Migration Path: Single-Node to Distributed

Step 1: Switch Storage (Non-Breaking)

# Before: DuckDB
manager = TaskManager(storage=DuckDBStorage(path="apflow.db"))

# After: PostgreSQL (still single-node)
manager = TaskManager(storage=PostgreSQLStorage(url="postgresql://..."))

All existing APIs remain unchanged. This is a pure storage upgrade.

Step 2: Enable Distributed Mode

# Before: Single-node
manager = TaskManager(
    storage=PostgreSQLStorage(url="postgresql://..."),
    distributed=None,
)

# After: Distributed coordinator
manager = TaskManager(
    storage=PostgreSQLStorage(url="postgresql://..."),
    distributed=DistributedConfig(mode="coordinator"),
)

All task definitions, executors, and APIs remain unchanged. Workers are added separately.

Step 3: Deploy Workers

# New worker processes
manager = TaskManager(
    storage=PostgreSQLStorage(url="postgresql://..."),
    distributed=DistributedConfig(
        mode="worker",
        node_id="worker-1",
        coordinator_url="http://coordinator:8000",
    ),
)

FAQ

Q: Do I need distributed mode?

A: Only if you need: - Multiple machines for execution - High availability (node failure tolerance) - Horizontal scaling of workers

Single-node (PostgreSQL) is sufficient for 80% of use cases.

Q: What if PostgreSQL is overkill? Can I use SQLite?

A: Not for distributed mode. SQLite lacks: - ACID guarantees for multi-writer scenarios (we use single-writer, but...) - Advisory locks for lease management - Full transaction isolation levels

Use DuckDB (single-node, fast) or PostgreSQL (distributed-ready).

Q: Can I run a distributed system without a coordinator?

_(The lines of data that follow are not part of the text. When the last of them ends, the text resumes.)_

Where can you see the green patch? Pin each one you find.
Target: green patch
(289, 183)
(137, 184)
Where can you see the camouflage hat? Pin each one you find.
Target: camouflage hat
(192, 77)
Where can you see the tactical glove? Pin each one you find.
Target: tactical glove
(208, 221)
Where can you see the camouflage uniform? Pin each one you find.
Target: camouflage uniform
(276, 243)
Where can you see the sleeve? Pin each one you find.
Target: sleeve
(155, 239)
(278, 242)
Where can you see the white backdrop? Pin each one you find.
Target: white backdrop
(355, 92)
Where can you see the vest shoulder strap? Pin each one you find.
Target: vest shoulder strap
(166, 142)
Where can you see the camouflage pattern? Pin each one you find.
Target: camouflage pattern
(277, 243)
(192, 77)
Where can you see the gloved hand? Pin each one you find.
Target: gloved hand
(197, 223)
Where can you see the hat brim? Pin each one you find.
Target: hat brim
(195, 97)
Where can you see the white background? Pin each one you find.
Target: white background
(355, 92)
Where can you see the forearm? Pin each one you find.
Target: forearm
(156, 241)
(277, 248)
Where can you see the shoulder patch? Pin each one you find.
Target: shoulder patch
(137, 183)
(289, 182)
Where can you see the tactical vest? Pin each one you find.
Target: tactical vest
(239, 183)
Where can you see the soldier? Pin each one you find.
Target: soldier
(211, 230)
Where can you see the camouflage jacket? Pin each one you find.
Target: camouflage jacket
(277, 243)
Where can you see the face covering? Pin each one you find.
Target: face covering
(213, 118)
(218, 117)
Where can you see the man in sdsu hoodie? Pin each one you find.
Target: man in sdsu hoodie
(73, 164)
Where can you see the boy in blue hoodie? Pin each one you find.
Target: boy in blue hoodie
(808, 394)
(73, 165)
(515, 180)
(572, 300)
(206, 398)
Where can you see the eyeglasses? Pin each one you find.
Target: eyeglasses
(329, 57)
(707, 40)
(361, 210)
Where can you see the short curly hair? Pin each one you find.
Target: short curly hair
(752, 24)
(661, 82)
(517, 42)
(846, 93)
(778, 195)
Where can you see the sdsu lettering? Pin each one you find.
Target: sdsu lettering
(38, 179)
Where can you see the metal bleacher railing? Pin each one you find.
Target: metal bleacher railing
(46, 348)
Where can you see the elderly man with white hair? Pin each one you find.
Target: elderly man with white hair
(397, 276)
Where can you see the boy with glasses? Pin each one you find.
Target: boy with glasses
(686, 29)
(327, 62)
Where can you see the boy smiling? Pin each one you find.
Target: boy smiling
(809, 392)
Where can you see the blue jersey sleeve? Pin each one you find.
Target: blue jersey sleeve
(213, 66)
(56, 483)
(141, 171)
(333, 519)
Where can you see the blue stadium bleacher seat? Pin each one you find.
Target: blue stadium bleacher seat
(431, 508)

A: Theoretically, you could implement peer-to-peer task discovery (e.g., via etcd or Consul), but: - Complexity increases 10x - No clear winner in architecture design - apflow's coordinator is simple: just PostgreSQL + HTTP

If you need fully decentralized, consider Celery or Dask.

Q: How do I handle secrets in distributed mode?

A: Secrets are not part of apflow. Use: - Environment variables (injected per node) - External secret manager (Vault, AWS Secrets Manager) - Custom executor that fetches secrets at runtime

Q: What about network failures between coordinator and workers?

A: Workers use leases as heartbeats: - If network fails, lease expires → task reassigned - Workers don't need continuous connectivity - Eventual consistency is acceptable for orchestration


Future Enhancements

  1. Raft-Based Coordinator (Optional): If users demand true distributed consensus
  2. Task Sharding: Split large task trees across multiple coordinators
  3. Workload Affinity: Schedule tasks near data
  4. Advanced Placement: Spot instances, heterogeneous resources, cost optimization
  5. Multi-Tenancy: Isolated task namespaces per tenant

All above are additive features, not breaking changes to the core design.